Leetcode 146. LRU Cache

medium — apple interview problem

Problem

Design a data structure that follows the constraints of a Least Recently Used (LRU) cache.

Implement the LRUCache class:

• LRUCache(int capacity) Initialize the LRU cache with positive size capacity.
• int get(int key) Return the value of the key if the key exists, otherwise return -1.
• void put(int key, int value) Update the value of the key if the key exists. Otherwise, add the key-value pair to the cache.
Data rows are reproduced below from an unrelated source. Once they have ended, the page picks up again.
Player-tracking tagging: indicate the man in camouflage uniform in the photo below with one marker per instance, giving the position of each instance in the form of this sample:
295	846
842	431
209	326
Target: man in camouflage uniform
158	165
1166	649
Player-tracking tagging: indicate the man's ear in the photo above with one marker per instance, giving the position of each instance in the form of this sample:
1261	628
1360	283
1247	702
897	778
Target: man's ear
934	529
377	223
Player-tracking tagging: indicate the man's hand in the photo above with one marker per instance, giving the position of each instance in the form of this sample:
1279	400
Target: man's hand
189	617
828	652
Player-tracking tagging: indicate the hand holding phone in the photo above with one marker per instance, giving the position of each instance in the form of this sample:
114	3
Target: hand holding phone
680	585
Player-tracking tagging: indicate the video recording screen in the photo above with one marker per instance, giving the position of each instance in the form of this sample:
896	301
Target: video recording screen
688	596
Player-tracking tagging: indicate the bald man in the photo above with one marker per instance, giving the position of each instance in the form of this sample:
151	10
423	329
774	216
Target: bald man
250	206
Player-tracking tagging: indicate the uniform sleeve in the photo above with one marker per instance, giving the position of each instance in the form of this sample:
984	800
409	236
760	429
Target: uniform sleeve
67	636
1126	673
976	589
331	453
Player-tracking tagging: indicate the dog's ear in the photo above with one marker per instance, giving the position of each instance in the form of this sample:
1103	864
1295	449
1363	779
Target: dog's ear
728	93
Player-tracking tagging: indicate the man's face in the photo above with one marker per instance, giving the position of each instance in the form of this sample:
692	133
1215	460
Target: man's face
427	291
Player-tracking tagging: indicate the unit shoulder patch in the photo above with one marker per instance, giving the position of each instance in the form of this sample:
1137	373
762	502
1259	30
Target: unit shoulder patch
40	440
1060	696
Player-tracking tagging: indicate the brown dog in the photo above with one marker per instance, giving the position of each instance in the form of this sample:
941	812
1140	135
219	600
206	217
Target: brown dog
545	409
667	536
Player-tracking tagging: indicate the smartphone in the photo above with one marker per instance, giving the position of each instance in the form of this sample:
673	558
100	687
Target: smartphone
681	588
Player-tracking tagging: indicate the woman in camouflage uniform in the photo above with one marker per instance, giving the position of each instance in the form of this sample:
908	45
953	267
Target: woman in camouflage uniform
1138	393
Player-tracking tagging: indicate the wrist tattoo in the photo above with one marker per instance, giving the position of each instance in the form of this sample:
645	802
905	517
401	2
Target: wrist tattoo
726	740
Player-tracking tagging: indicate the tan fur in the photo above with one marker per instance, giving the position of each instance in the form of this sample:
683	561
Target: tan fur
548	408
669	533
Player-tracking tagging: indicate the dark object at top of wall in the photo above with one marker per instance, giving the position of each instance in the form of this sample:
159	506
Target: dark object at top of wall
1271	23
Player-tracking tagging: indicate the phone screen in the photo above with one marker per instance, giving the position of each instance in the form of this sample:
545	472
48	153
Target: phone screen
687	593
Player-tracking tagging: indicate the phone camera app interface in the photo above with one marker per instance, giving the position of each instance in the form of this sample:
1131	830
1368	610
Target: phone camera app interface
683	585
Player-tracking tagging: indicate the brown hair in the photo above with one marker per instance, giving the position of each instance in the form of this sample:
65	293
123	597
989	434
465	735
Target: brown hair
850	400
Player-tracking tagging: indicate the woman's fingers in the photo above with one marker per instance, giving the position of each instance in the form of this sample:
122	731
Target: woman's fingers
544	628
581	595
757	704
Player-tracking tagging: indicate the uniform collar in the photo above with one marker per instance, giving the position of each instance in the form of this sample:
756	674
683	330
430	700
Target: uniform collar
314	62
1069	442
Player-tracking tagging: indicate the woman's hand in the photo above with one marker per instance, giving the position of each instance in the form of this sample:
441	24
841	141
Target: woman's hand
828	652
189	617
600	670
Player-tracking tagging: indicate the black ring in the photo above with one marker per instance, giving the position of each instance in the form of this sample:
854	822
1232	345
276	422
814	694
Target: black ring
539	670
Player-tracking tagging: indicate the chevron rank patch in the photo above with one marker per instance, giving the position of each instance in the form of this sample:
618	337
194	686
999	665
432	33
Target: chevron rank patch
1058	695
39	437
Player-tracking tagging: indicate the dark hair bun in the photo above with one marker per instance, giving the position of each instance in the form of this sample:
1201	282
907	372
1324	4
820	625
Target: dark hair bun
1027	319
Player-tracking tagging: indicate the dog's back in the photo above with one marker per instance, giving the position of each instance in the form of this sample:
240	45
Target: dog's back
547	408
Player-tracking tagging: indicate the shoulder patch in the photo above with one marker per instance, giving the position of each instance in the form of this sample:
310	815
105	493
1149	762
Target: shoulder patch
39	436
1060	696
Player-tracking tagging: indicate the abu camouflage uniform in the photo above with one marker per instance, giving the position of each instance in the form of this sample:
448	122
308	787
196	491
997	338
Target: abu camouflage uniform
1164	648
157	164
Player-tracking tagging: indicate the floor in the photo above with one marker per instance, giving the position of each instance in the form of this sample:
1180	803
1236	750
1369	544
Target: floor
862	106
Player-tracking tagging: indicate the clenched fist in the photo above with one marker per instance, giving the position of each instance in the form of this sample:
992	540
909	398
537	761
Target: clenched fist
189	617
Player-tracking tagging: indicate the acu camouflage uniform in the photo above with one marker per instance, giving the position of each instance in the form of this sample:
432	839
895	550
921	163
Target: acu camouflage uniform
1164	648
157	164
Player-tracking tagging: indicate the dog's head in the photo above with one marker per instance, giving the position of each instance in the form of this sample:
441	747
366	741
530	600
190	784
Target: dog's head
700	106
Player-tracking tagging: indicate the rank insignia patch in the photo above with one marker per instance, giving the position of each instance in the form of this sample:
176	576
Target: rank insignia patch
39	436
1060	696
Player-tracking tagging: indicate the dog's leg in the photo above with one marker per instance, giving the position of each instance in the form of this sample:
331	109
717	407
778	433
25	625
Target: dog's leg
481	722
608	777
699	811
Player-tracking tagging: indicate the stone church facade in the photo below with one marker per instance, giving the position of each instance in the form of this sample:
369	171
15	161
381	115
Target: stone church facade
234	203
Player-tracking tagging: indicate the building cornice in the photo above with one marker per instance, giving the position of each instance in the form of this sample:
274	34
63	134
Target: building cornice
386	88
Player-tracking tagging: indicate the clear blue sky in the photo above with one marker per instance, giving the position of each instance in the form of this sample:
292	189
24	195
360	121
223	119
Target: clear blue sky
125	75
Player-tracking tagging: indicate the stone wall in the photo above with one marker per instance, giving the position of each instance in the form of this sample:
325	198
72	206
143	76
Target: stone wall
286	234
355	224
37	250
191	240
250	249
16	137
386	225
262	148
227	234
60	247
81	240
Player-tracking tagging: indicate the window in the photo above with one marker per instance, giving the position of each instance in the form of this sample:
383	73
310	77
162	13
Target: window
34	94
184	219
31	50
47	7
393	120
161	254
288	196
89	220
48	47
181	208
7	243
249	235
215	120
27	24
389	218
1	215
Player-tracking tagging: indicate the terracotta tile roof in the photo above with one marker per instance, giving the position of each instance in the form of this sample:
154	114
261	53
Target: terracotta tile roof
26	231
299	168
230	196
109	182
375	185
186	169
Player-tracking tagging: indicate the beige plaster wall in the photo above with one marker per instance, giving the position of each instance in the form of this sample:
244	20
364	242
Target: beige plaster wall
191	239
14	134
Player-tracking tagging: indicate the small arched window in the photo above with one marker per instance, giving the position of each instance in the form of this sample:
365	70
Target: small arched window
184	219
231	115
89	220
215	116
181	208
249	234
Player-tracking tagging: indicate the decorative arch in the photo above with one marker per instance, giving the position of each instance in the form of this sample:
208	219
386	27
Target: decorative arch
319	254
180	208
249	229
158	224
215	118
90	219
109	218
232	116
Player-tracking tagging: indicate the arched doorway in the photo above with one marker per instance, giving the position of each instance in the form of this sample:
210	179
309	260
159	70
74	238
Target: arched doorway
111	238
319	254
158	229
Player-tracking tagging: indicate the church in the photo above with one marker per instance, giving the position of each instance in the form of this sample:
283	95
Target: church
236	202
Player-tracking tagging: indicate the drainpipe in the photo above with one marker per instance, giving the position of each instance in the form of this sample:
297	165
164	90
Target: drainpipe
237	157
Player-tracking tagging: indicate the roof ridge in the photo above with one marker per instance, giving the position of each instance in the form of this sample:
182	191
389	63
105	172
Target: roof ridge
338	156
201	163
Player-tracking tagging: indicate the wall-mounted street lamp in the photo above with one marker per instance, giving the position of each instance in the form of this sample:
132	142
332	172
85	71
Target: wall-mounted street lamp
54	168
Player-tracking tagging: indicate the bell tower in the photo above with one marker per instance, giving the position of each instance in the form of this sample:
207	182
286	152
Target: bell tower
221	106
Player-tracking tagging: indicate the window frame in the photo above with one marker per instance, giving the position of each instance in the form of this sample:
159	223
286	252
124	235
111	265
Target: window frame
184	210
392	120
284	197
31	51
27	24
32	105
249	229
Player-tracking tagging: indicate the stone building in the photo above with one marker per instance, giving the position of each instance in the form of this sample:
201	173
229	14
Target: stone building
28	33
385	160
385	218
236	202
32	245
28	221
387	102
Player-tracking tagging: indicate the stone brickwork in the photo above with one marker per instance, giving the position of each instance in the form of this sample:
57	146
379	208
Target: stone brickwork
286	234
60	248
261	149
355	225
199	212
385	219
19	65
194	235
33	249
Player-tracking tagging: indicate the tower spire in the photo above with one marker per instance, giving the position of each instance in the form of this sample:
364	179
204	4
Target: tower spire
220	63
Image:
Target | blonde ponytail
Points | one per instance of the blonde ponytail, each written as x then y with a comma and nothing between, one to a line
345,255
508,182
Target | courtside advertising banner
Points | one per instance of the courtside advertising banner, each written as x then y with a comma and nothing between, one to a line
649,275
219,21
If the number of keys exceeds the capacity from this operation, evict the least recently used key.

Follow up:
Could you do get and put in O(1) time complexity?

Example

Idea

My implementation.

• std::unordered_map is O(1) complexity — unique key, not sorted key
• std::map is O(logN) complexity — unique key, sorted key.

Use unordered_map for constant time O(1) since we don’t need sorted keys.

unordered_map usage performance

O(1) result with unordered_map

map usage performance

O(logN) result with map

using namespace std;
class LRUCache {
    list<int> history;
    unordered_map<int, pair<int, list<int>::iterator>> cache;    
    int mCapacity;
public:
    LRUCache(int capacity) : mCapacity(capacity){        
    }
    
    ~LRUCache() {
    }
    
    int get(int key) {
        auto itr = cache.find(key);
        if (itr != cache.end()) {
            // if found, update history 
            // so that current key can go to the end of the list
            auto oldPos = (itr->second).second;
            history.erase(oldPos);
            auto newPos = history.insert(history.end(), key);
            // update iterator to history in map 
            cache[key].second = newPos;
            // return value
            return cache[key].first;
        } else {
            return -1;
        }        
    }
    
    void put(int key, int value) {   
        auto itr = cache.find(key);
        if (itr != cache.end()) {
            // if found, update history
            // so that current key can go to the end of the list
            auto oldPos = (itr->second).second;
            history.erase(oldPos);
            auto newPos = history.insert(history.end(), key);
            
            // if key/value alreay in cache, remove it
            cache.erase(itr);
            cache[key] = make_pair(value, newPos);
        } else {
            auto listItr = history.insert(history.end(), key);
            cache[key] = make_pair(value, listItr);
        }
        
        // size check after insert - "after" is important
        if (cache.size() > mCapacity) {
            // remove the first one in the history
            int oldestKey = history.front();
            history.pop_front();
            auto oldestKeyItr = cache.find(oldestKey);
            cache.erase(oldestKeyItr);
        }       
    }
};